The deaths of two detainees in one week is deeply troubling and points to an overcrowded immigration detention system that is relying excessively on incarceration as a means of border control. The very idea of detaining undocumented immigrants, many of whom have no previous criminal record, is morally questionable. But beyond this these programs are terribly under funded which means that regardless of whether or not they are viable forms of immigration control, they do not have the financial nor organizational backbone to function properly. So regardless of whether one agrees with the tactics of incarceration and raids, no one could approve of the way these detention centers are being run. It is classic bureaucratic fumbling that has become sadly characteristic of the current administration. The York County Prison’s warden, Thomas Hogan, wrote in a court affidavit last year “The Department of Homeland Security has made it difficult, if not impossible, to meet the constitutional requirements of providing adequate health care to inmates that have a serious need for that care.” Not only have we created an inhumane and criminalizing method of dealing with undocumented immigrants, we have managed to fumble how we run these questionable detention centers in the first place. Our inhumane and criminalizing process is incapable of properly maintaining and running itself, which then leads to even more human and civil rights abuses.
Beyond the lack of funding for these detention centers there is also a lack of administrative oversight and record keeping. Although raids on immigrant workers may seem like the work of an effective police force, the truth is far messier. Instead of a powerful government taskforce, the current detentions of undocumented immigrants are being carried out by a patchwork of county jails, privately run prisons and federal facilities where more than 27,500 people who are not American citizens are held on any given day while the government decides whether to deport them. There is no separate government body that is responsible for accounting for the lives or deaths of immigrants while in U.S. custody. Because of this, the mistreatment of undocumented immigrants is often unreported or is lost in a sea of red tape and bureaucratic disorganization.
Just this past month a mother was finally reunited with her mentally underdeveloped son who, although a legal citizen of the United States, was erroneously deported to Mexico where he lived by scavenging from trash cans and bathing in rivers. The U.S. immigration officials did not assist her in locating her son, and she needed to pay for the search out of pocket. This extreme case of both cruelty and dysfunctional management prove that the U.S. immigration control is at once wielding excessive power and excessive sloppiness.

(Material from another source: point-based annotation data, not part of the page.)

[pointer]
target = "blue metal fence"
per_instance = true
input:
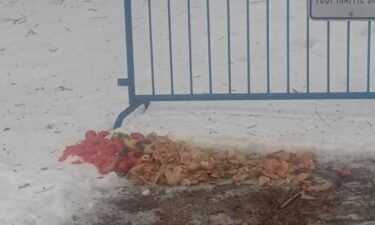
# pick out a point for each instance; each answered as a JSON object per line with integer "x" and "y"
{"x": 136, "y": 100}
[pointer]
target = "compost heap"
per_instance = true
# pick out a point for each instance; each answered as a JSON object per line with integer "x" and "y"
{"x": 154, "y": 159}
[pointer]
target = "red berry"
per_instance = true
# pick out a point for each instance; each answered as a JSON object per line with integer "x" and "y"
{"x": 90, "y": 135}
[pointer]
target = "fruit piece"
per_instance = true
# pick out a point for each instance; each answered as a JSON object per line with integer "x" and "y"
{"x": 90, "y": 135}
{"x": 276, "y": 166}
{"x": 131, "y": 144}
{"x": 103, "y": 134}
{"x": 137, "y": 136}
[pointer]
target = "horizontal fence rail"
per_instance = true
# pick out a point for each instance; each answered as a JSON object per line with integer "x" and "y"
{"x": 208, "y": 19}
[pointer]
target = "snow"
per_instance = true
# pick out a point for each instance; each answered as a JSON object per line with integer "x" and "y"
{"x": 58, "y": 70}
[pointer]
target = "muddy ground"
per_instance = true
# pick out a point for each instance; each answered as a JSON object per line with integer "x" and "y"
{"x": 350, "y": 202}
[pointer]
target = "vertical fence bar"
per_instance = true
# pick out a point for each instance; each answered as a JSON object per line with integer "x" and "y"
{"x": 248, "y": 44}
{"x": 307, "y": 48}
{"x": 229, "y": 50}
{"x": 151, "y": 47}
{"x": 129, "y": 49}
{"x": 328, "y": 56}
{"x": 268, "y": 45}
{"x": 368, "y": 55}
{"x": 170, "y": 45}
{"x": 348, "y": 58}
{"x": 209, "y": 44}
{"x": 190, "y": 55}
{"x": 288, "y": 45}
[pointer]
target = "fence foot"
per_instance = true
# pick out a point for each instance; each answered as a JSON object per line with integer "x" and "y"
{"x": 125, "y": 113}
{"x": 146, "y": 104}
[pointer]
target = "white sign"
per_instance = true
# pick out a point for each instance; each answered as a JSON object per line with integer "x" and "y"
{"x": 342, "y": 9}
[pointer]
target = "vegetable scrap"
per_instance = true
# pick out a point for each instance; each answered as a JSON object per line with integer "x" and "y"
{"x": 154, "y": 159}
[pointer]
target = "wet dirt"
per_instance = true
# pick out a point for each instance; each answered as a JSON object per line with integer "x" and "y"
{"x": 351, "y": 201}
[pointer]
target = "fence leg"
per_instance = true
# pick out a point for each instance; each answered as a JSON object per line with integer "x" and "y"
{"x": 131, "y": 108}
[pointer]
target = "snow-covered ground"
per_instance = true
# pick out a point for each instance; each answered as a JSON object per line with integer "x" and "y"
{"x": 59, "y": 61}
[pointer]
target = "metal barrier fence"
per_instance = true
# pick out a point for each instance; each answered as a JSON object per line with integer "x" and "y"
{"x": 136, "y": 100}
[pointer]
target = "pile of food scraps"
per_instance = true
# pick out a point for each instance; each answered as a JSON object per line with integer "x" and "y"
{"x": 154, "y": 159}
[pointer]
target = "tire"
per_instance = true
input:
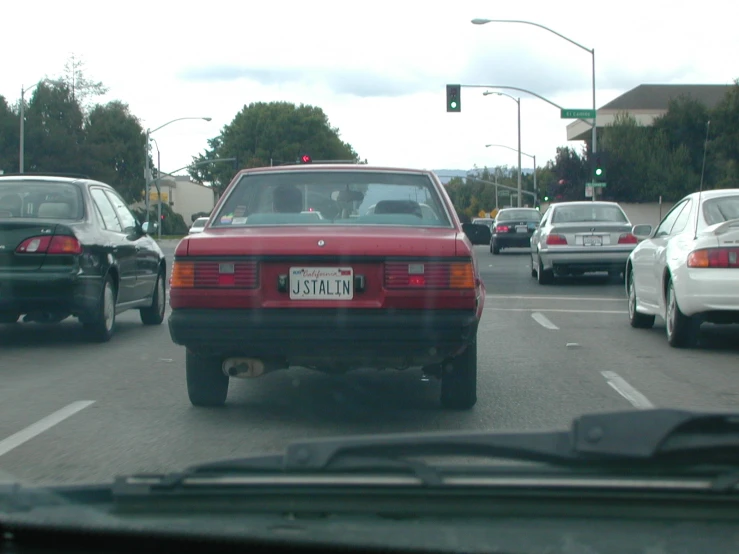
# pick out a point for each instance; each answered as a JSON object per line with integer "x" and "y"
{"x": 459, "y": 380}
{"x": 544, "y": 277}
{"x": 682, "y": 330}
{"x": 101, "y": 324}
{"x": 636, "y": 319}
{"x": 154, "y": 314}
{"x": 207, "y": 385}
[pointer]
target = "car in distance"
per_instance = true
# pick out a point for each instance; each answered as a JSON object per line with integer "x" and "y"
{"x": 581, "y": 237}
{"x": 378, "y": 282}
{"x": 514, "y": 228}
{"x": 71, "y": 247}
{"x": 198, "y": 225}
{"x": 687, "y": 269}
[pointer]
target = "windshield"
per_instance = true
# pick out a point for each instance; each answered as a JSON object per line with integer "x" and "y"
{"x": 333, "y": 198}
{"x": 583, "y": 213}
{"x": 40, "y": 200}
{"x": 510, "y": 215}
{"x": 723, "y": 208}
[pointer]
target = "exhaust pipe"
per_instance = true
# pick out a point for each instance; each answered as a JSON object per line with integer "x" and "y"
{"x": 247, "y": 368}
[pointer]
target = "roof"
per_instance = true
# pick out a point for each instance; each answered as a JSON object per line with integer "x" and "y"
{"x": 657, "y": 97}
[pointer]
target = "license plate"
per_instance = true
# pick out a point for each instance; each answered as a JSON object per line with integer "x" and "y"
{"x": 321, "y": 283}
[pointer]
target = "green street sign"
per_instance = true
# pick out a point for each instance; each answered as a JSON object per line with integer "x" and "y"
{"x": 578, "y": 114}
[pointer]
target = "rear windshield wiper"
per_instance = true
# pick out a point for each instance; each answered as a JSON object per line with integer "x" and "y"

It seems that the current administration’s cruel and racist policies are not much more than cardboard cut-outs of what they purport to be. They are only a chaotic mess of cronyism and xenophobia under the guise of a policy. No one should be happy with the current policy. Those who favor harsher anti-immigration policies should recognize that the current system is disjointed and inconsistent, with no clear record keeping or regulation. And those who support and advocate for immigrant rights should be upset at the lawlessness of the current system, the lack of accountability for human rights abuses, and the inhumane treatment of all those who are unlucky enough to be caught in this system, be them documented or not.